Restaurant information
- Location: 818 E Pike Street, Seattle, King, Washington, 98122, United States
- Coordinates: 47°36′51″N 122°19′16″W﻿ / ﻿47.6142°N 122.3211°W
- Website: capitolcider.com

= Capitol Cider =

Cider house in Seattle, Washington, U.S.

Capitol Cider is a cider house and restaurant in Seattle, in the U.S. state of Washington.

== Description ==
According to Thrillist, Capitol Cider is "Seattle's first cider bar (and the country's second)". Located on Capitol Hill, the cider house has a gluten-free menu and approximately 150 ciders. Food options have included steak, pork chops, burgers, fish and chips, gnocchi, Seattle-style hot dogs, cider-battered cod with French fries, and vegetables.

The brunch menu has included short rib hash, banana bread French toast, and cider mimosas. In addition to cider, the restaurant has served beer, cocktails, mead, and wine.

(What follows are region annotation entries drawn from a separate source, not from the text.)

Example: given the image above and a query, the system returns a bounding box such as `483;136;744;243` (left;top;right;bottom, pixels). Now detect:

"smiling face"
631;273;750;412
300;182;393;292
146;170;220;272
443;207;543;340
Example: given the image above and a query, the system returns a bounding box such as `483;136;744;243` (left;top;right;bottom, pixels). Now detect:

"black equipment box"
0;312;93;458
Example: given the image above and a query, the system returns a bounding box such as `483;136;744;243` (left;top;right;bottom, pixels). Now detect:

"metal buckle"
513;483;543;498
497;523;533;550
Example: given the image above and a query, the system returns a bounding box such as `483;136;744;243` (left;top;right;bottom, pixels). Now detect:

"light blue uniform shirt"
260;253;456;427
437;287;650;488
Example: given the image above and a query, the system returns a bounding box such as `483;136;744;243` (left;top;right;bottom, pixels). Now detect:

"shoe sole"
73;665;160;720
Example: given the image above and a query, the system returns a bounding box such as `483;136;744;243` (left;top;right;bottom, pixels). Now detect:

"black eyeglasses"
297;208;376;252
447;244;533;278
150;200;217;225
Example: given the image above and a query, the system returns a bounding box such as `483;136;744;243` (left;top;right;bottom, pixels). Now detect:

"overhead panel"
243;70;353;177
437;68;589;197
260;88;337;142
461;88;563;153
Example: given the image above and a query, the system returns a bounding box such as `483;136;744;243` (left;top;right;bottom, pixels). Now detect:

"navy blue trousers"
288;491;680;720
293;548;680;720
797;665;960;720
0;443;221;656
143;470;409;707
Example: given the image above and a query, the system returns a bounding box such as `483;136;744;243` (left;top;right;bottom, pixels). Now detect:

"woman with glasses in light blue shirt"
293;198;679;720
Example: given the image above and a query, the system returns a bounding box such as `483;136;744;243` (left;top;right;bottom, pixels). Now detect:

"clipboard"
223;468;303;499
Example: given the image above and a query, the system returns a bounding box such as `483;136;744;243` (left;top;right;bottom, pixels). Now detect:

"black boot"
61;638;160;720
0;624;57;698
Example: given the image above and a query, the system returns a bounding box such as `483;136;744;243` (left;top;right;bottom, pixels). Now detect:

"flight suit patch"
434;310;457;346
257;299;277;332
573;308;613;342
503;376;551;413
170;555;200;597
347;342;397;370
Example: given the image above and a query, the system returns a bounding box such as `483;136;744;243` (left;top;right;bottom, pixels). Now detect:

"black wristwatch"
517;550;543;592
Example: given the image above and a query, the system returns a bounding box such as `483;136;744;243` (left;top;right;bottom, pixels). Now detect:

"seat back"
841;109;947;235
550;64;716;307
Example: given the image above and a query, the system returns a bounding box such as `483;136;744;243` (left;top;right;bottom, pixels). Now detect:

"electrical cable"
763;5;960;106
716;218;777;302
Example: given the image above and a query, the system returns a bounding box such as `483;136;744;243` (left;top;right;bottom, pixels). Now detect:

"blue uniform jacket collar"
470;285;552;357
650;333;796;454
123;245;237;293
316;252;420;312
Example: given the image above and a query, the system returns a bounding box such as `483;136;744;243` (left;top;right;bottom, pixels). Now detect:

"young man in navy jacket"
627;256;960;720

Capitol Cider's interior features couches, a fireplace, shuffleboard, and a bookcase stocked with board games. Lonely Planet has said, "The best cider pub in Seattle is far more than a taproom for apple-infused alcoholic beverages – although the 20-item cider menu is, of course, a big bonus. There's decent food, live music, game nights, craft beer, cocktails and a wonderful 'pub' feel set off by its cozy booths and portrait-bedecked walls."

== History ==
Owners Spencer Reilly and Julie Tall took opened the bar in June 2013. Capitol Cider had "the largest selection of cider on tap" in the United States, as of 2013. The business hosted a Seattle Seahawks viewing party in 2015.

Erik Jackson has been a chef at the restaurant.

== Reception ==
In 2013, Eater Seattle called Capitol Cider "a perfect hang out". Dylan Joffe, Maggy Lehmicke, and Sabra Boyd included Capitol Cider in Eater Seattle's 2022 overview of "where to eat fantastic gluten-free food in Seattle".

In 2017, Aimee Rizzo of The Infatuation wrote, "If you think cider houses are dumb, then you clearly haven’t been to Capitol Cider. It feels like being 16 and hanging out with your friends in your basement playing board games, but without any mildew smells, and with alcohol you obtained legally... If you're lucky enough to get a table, break out the Cards Against Humanity and grab a pint of something semi-dry if you're into the classics, or a funky apple mead if you're feeling like a medieval court jester (or just adventurous)." She also included Capitol Cider in a 2022 list of "The 18 Best Bars in Seattle".